How is the 'is' keyword implemented in Python?

... the is keyword that can be used for equality in strings.

>>> s = 'str'
>>> s is 'str'
True
>>> s is 'st'
False

I tried both __is__() and __eq__() but they didn't work.

>>> class MyString:
...   def __init__(self):
...     self.s = 'string'
...   def __is__(self, s):
...     return self.s == s
...
>>>
>>>
>>> m = MyString()
>>> m is 'ss'
False
>>> m is 'string' # <--- Expected to work
False
>>>
>>> class MyString:
...   def __init__(self):
...     self.s = 'string'
...   def __eq__(self, s):
...     return self.s == s
...
>>>
>>> m = MyString()
>>> m is 'ss'
False
>>> m is 'string' # <--- Expected to work, but again failed
False
>>>

Solution 1:

Testing strings with is only works when the strings are interned. Unless you really know what you're doing and explicitly interned the strings you should never use is on strings.

is tests for identity, not equality. That means Python simply compares the memory address a object resides in. is basically answers the question "Do I have two names for the same object?" - overloading that would make no sense.

For example, ("a" * 100) is ("a" * 100) is False. Usually Python writes each string into a different memory location, interning mostly happens for string literals.

Solution 2:

The is operator is equivalent to comparing id(x) values. For example:

>>> s1 = 'str'
>>> s2 = 'str'
>>> s1 is s2
True
>>> id(s1)
4564468760
>>> id(s2)
4564468760
>>> id(s1) == id(s2)  # equivalent to `s1 is s2`
True

id is currently implemented to use pointers as the comparison. So you can't overload is itself, and AFAIK you can't overload id either.

So, you can't. Unusual in python, but there it is.

Solution 3:

The Python is keyword tests object identity. You should NOT use it to test for string equality. It may seem to work frequently because Python implementations, like those of many very high level languages, performs "interning" of strings. That is to say that string literals and values are internally kept in a hashed list and those which are identical are rendered as references to the same object. (This is possible because Python strings are immutable).

However, as with any implementation detail, you should not rely on this. If you want to test for equality use the == operator. If you truly want to test for object identity then use is --- and I'd be hard-pressed to come up with a case where you should care about string object identity. Unfortunately you can't count on whether two strings are somehow "intentionally" identical object references because of the aforementioned interning.

Solution 4:

The is keyword compares objects (or, rather, compares if two references are to the same object).
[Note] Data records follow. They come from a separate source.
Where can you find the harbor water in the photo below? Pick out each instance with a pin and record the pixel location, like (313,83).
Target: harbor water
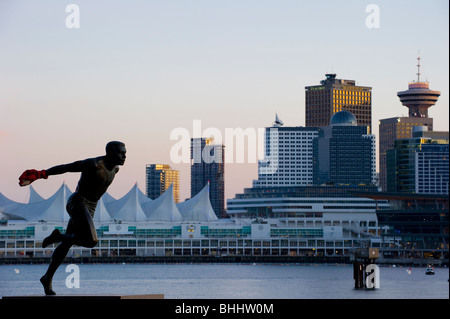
(225,281)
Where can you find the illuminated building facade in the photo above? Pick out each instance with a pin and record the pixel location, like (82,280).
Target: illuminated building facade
(335,95)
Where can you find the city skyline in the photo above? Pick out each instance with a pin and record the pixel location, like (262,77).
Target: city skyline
(66,92)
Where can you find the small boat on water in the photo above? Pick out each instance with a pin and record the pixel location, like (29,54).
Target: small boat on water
(429,271)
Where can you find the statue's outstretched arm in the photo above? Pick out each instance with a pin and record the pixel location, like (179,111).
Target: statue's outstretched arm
(31,175)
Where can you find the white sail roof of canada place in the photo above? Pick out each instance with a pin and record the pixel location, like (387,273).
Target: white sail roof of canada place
(134,206)
(198,208)
(163,208)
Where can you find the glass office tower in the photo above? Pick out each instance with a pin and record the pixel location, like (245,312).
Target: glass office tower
(158,178)
(208,166)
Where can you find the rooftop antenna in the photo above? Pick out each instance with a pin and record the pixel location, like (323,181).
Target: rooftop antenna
(418,67)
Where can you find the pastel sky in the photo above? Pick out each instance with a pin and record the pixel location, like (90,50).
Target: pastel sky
(136,70)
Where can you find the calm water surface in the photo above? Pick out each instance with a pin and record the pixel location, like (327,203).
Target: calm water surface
(226,281)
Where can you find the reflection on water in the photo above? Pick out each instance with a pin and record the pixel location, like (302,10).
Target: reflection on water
(226,281)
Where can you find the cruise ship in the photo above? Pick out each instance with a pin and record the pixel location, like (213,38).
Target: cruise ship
(274,221)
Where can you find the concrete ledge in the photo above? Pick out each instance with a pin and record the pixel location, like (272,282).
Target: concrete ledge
(84,297)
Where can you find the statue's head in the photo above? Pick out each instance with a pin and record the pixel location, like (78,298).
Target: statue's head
(116,152)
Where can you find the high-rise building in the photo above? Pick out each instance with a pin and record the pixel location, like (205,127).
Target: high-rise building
(158,178)
(392,129)
(419,164)
(208,166)
(288,156)
(335,95)
(418,99)
(344,153)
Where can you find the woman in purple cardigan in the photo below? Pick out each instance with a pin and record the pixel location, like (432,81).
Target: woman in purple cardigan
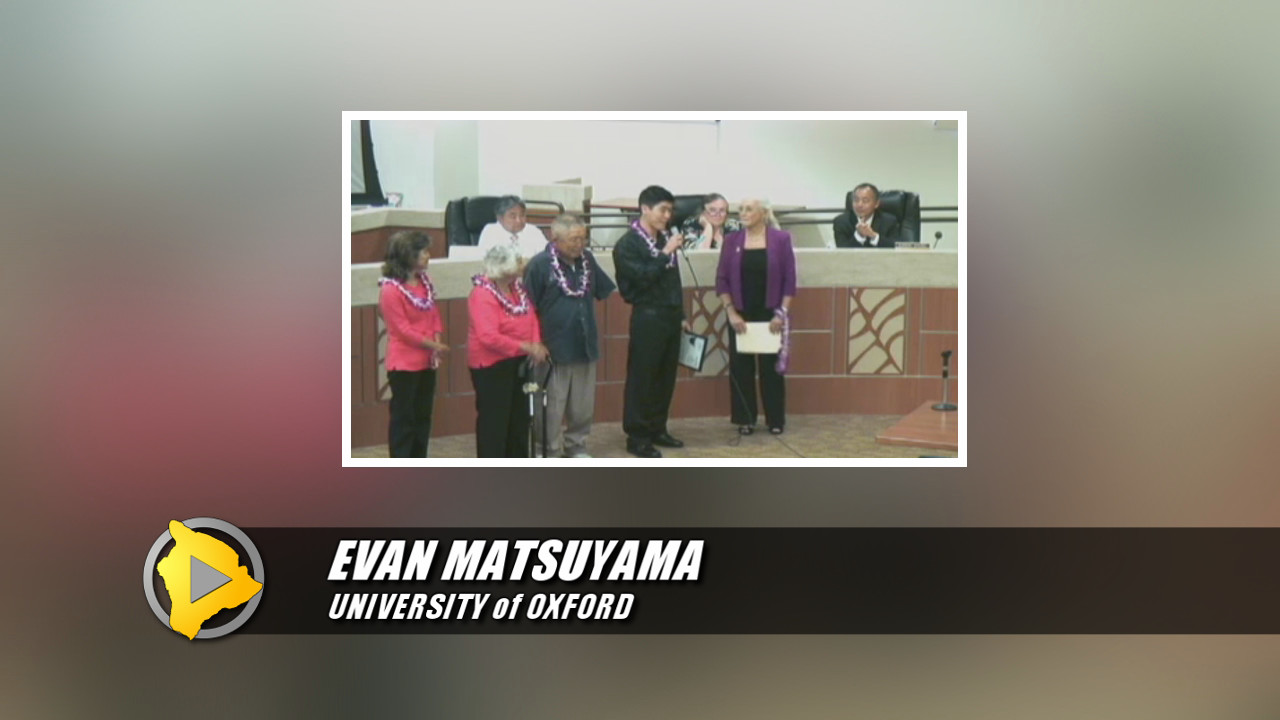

Which is, I think, why there's no mechanism to provide your own implementation.

It happens to work sometimes on strings because Python stores strings 'cleverly', such that when you create two identical strings they are stored in one object.

>>> a = "string"
>>> b = "string"
>>> a is b
True
>>> c = "str"+"ing"
>>> a is c
True

You can hopefully see the reference vs data comparison in a simple 'copy' example:

>>> a = {"a":1}
>>> b = a
>>> c = a.copy()
>>> a is b
True
>>> a is c
False